Upload of huge file using a web application

2019-06-02 01:03发布

问题:

The environment for the given objective is not currenly available, hence, I'm not able to try out things and have to rely on the analysis only !

My objective can be broken into the following distinct steps :

  1. Uploading huge files(upto 100GB) using a dumb 'Upload File' page - there is no escape from this as the users want a (dumb)front-end and are not willing to ftp the file etc.
  2. The web application which provides the above front end will be hosted on a low-end machine - 2GB RAM and 40GB HDD and this web application WILL NOT STORE any part of the huge file on the local machine but must 'quickly' write it to a high-end remote Linux machine

For each step, I'm highlighting my approach,concerns and queries :

  • I referred this thread which confused me as I was planning to create a dumb web application using Spring MVC with an upload page - do I need to go into the HTML5 etc. or a simple web application will suffice?

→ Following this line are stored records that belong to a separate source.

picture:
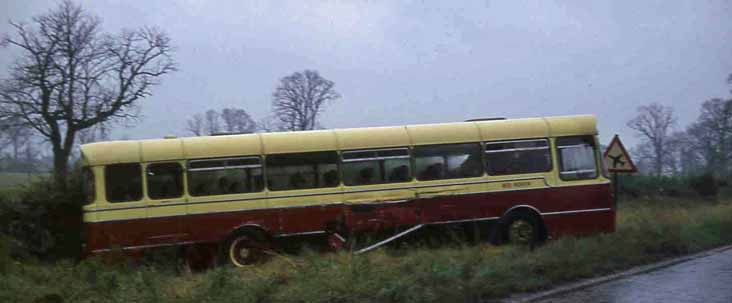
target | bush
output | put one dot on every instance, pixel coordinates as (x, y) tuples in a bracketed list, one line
[(45, 221), (705, 185)]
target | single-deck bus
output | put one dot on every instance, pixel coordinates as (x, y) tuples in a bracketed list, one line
[(533, 179)]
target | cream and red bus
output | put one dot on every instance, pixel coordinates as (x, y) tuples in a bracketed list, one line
[(530, 179)]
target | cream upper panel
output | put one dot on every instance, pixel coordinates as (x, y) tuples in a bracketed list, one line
[(161, 150), (443, 133), (111, 152), (572, 125), (299, 142), (222, 146), (513, 129), (373, 137)]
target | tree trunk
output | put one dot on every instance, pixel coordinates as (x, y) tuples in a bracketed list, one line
[(60, 167)]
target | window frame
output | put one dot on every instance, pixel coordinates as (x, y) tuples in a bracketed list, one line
[(107, 187), (548, 148), (188, 170), (415, 173), (407, 156), (182, 171), (560, 169), (337, 163), (89, 185)]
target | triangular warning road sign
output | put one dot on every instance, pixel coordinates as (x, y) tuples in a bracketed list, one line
[(617, 158)]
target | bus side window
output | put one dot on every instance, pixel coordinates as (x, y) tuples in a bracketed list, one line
[(123, 182), (577, 158), (364, 167), (517, 157), (164, 181), (225, 176), (88, 185), (447, 161), (302, 170)]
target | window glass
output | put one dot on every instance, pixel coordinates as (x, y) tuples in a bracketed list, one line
[(123, 182), (225, 176), (302, 170), (87, 185), (164, 180), (517, 157), (434, 162), (577, 158), (376, 166)]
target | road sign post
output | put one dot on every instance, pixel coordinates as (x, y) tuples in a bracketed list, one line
[(617, 160)]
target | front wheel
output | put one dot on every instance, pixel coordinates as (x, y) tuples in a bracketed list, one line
[(245, 249)]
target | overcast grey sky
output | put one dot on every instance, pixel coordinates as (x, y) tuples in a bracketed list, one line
[(428, 61)]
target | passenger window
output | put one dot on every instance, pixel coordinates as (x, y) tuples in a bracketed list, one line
[(88, 185), (302, 170), (517, 157), (164, 181), (434, 162), (225, 176), (123, 182), (577, 158), (376, 166)]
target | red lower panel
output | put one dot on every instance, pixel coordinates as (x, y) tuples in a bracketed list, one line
[(368, 217)]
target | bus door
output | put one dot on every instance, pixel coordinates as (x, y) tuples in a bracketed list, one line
[(449, 175), (122, 215), (304, 190), (378, 188), (225, 194), (166, 203)]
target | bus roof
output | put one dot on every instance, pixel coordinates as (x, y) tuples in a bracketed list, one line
[(130, 151)]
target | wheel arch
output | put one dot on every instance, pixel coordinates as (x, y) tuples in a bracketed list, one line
[(524, 209)]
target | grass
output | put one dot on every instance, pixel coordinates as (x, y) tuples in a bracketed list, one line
[(648, 231)]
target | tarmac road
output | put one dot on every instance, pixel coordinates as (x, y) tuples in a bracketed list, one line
[(706, 279)]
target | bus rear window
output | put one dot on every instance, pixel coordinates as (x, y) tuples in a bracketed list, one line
[(123, 182), (87, 186), (577, 158)]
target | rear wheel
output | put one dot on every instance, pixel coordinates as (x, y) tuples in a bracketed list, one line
[(522, 229), (246, 248)]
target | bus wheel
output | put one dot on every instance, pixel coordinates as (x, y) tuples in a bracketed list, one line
[(522, 229), (245, 248)]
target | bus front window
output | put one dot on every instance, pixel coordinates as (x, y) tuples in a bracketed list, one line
[(87, 186)]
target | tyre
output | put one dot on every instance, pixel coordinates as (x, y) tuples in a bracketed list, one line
[(522, 229), (245, 248)]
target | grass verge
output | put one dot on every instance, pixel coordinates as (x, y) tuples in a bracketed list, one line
[(648, 231)]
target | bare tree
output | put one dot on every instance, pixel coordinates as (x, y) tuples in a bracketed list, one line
[(71, 76), (234, 120), (195, 125), (237, 121), (212, 125), (15, 136), (300, 98), (654, 124)]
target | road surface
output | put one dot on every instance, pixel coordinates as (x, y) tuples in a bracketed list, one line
[(706, 279)]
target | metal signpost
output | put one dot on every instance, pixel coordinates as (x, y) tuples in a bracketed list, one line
[(617, 160)]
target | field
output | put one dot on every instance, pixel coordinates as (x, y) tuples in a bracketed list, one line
[(648, 230)]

  • Given the 2GB RAM, the web application will get less than 1GB of it. I'm afraid that an 'OutOfMemoryError' is probable if the code is not written strictly - I have to ensure that from the stream, a small chunk, say 10MB must be read at a time and written to the remote Linux machine's file. Assuming that I am in the Controller Servlet's doPost(...), I did some reading about how to proceed and got confused :

          /**
             * @see HttpServlet#doPost(HttpServletRequest request, HttpServletResponse
             *      response)
             */
            protected void doPost(HttpServletRequest request,
                    HttpServletResponse response) throws ServletException, IOException {
                // TODO Auto-generated method stub
    
                InputStream fis = request.getInputStream();
                int i = 0;
    
                /* Approach - 1 : Plain old byte-by-byte method */
                Socket socket = new Socket("192.168.90.20", 22);
                OutputStream remoteOpStream = socket.getOutputStream();
    
                while ((i = fis.read()) != -1) {
                    remoteOpStream.write(i);
                }
    
                /* clean-up */
    
                /* Approach - 2 : NIO */
                ByteBuffer byteBuff = ByteBuffer.allocate(10000);/* read 10MB of data */
    
                ReadableByteChannel rdbyc = Channels.newChannel(request
                        .getInputStream());
    
                File remoteFile = new File("192.168.90.20/Remote_Linux_Folder");/*
                                                                                 * Dunno
                                                                                 * how
                                                                                 * to
                                                                                 * create
                                                                                 * a
                                                                                 * File
                                                                                 * on a
                                                                                 * remote
                                                                                 * Linux
                                                                                 * machine
                                                                                 */
                FileOutputStream remoteFos = new FileOutputStream(remoteFile);
                FileChannel writableChannel = remoteFos.getChannel();
    
                while (true/* dunno how to loop till all the data is read! */) {
                    rdbyc.read(byteBuff);
                    writableChannel.write(byteBuff);
                }
    
                /* clean-up */
    
            }
    

I need some way wherein the data storage on the local machine is minimal - the code simply reads n bytes from the input stream and writes the same to a remote machine

I believe NIO is the way to go but I'm not able to establish as to how I must proceed - please guide about the same.

回答1:

I would implement a FixedSizeQueue and popAll() the data out of the QueueStream to another computer. Probably have it double buffered, just to provide the cushioning for network/bandwidth problems.